Sous les tropiques, la lumière est forte, mais Dominique de Varîmes était dans les ténèbres. Blanc, grand, lent, il errait à la recherche d’une énième fille dans les artères centrales d’une de ces capitales défraichies du globe qui, paraît-il, se développe. Quand le soleil déclinait et que le monde sombrait, il se prenait à rêver d’un Extrême-Orient revenu de sa folie bétonnière. Mais les bouddhas ne l’entendaient pas, ils préféraient rester couchés à l’ombre de leurs temples dorés. Autour de lui, des gamins juchés sur des monceaux de détritus dansaient dans l’air humide, et les murs récemment repeints en jaune pour égayer la ville étaient d’une infinie tristesse.
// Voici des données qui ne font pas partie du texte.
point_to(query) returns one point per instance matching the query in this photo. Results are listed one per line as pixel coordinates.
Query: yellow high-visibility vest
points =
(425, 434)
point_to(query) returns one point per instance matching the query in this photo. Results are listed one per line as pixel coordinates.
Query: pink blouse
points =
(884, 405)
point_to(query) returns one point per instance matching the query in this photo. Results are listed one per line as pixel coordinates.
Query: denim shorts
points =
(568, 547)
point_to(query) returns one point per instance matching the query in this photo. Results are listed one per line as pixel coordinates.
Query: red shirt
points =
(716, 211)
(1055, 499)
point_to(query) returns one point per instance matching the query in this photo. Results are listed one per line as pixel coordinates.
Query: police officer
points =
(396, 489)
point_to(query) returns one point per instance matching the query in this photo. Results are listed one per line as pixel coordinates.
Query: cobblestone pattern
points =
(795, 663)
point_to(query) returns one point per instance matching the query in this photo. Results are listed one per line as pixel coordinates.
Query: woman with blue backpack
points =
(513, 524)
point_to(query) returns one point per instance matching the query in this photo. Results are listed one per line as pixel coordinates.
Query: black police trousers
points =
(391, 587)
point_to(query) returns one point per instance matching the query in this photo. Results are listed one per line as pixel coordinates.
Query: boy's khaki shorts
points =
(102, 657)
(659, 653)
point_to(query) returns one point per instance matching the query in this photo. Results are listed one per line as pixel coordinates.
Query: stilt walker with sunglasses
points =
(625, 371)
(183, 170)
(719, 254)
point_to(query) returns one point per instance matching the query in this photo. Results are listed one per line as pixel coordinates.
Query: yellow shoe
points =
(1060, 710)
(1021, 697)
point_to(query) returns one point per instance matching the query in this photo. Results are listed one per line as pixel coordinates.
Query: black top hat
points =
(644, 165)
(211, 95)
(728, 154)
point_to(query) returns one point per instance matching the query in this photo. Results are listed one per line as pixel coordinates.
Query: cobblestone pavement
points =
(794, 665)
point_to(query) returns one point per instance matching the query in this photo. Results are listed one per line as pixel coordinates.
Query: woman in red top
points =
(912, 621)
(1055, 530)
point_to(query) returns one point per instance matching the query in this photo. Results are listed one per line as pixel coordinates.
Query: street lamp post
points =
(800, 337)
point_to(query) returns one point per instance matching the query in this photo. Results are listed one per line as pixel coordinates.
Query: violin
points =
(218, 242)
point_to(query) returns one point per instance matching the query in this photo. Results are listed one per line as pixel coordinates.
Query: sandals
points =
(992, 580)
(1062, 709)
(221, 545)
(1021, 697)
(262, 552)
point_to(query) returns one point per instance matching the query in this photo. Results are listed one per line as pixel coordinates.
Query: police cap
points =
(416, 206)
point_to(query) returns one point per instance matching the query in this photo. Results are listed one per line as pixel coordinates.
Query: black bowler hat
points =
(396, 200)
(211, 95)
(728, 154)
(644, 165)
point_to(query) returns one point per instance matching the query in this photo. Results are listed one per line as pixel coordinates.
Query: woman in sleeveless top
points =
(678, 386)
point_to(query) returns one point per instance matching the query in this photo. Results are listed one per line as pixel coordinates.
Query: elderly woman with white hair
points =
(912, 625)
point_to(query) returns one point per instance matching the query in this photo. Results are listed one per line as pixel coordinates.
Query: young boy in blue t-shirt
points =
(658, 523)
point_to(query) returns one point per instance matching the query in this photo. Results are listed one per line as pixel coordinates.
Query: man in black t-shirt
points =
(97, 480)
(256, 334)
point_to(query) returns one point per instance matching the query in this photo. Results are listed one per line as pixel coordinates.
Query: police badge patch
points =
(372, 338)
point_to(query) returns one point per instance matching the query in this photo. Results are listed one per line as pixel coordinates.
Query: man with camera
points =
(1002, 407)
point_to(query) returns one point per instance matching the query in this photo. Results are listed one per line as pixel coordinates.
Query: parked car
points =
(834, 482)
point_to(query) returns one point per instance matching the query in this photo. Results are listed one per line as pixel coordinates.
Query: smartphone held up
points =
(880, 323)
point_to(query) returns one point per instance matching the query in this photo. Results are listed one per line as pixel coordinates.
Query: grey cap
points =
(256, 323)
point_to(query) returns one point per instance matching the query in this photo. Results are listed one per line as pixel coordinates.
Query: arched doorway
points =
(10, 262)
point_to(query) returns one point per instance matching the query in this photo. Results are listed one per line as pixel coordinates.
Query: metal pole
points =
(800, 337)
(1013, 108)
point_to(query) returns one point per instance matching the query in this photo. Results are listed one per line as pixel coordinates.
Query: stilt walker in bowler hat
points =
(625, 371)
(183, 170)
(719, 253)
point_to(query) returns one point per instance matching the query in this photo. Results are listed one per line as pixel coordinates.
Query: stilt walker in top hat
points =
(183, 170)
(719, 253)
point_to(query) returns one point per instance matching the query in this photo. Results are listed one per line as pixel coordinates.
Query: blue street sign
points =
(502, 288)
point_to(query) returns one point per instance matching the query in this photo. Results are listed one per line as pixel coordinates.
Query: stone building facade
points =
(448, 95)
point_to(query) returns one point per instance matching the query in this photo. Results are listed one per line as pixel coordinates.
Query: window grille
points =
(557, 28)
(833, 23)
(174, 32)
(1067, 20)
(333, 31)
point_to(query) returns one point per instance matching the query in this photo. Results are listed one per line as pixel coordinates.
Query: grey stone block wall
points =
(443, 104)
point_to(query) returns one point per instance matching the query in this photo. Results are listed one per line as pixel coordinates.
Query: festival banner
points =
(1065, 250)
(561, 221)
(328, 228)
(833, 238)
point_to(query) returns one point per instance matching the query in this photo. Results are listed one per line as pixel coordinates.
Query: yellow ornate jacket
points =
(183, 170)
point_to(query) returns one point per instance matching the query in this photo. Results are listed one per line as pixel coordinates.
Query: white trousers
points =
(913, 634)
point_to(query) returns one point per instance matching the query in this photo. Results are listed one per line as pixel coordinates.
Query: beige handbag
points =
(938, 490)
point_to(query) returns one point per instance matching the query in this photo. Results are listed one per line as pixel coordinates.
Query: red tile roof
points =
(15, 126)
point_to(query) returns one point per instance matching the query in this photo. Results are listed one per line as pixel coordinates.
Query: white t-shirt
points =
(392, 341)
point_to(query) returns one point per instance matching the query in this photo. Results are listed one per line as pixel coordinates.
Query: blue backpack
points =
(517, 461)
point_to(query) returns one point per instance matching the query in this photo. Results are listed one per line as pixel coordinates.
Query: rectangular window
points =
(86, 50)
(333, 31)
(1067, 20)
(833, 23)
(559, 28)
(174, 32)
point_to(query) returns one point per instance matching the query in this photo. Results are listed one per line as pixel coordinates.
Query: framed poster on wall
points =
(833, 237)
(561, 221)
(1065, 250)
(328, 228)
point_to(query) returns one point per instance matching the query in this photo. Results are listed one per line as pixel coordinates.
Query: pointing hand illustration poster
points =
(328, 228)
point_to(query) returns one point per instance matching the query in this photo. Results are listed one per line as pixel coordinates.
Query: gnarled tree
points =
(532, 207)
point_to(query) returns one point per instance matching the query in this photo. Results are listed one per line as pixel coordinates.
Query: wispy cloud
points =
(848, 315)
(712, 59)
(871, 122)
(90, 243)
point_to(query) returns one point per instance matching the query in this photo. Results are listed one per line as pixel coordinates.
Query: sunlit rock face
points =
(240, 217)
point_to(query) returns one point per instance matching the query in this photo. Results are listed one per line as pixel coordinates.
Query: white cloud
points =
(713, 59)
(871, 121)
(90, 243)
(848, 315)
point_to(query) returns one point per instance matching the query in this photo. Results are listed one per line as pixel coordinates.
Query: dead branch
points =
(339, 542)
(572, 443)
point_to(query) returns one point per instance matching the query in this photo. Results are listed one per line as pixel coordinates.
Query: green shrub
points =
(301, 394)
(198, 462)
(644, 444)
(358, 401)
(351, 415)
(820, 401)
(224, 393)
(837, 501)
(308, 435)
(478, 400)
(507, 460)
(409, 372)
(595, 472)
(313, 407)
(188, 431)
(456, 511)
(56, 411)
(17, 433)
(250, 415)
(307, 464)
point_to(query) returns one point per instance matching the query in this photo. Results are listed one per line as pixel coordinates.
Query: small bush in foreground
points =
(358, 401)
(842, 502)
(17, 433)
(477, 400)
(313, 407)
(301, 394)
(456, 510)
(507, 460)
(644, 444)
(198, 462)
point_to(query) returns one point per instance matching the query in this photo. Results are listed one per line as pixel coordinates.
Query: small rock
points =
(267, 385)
Alors qu’il dérivait lentement vers les quartiers pauvres, Dominique adressa quelques sourires solidaires et désespérés à une bande de lépreux qui crevaient par terre dans la crasse. Mais les gens ont peur quand on leur sourit. Ils se disent qu’on est fou, ou dangereux. Dominique fut jugé fou et dangereux, et on l’enfermât pour lui apprendre à ne plus recommencer. Il ne fut pas vraiment surpris. Il avait toujours été suffisamment sage pour savoir qu’un jour sa folie le perdrait. Ou le sauverait. Question de point de vue.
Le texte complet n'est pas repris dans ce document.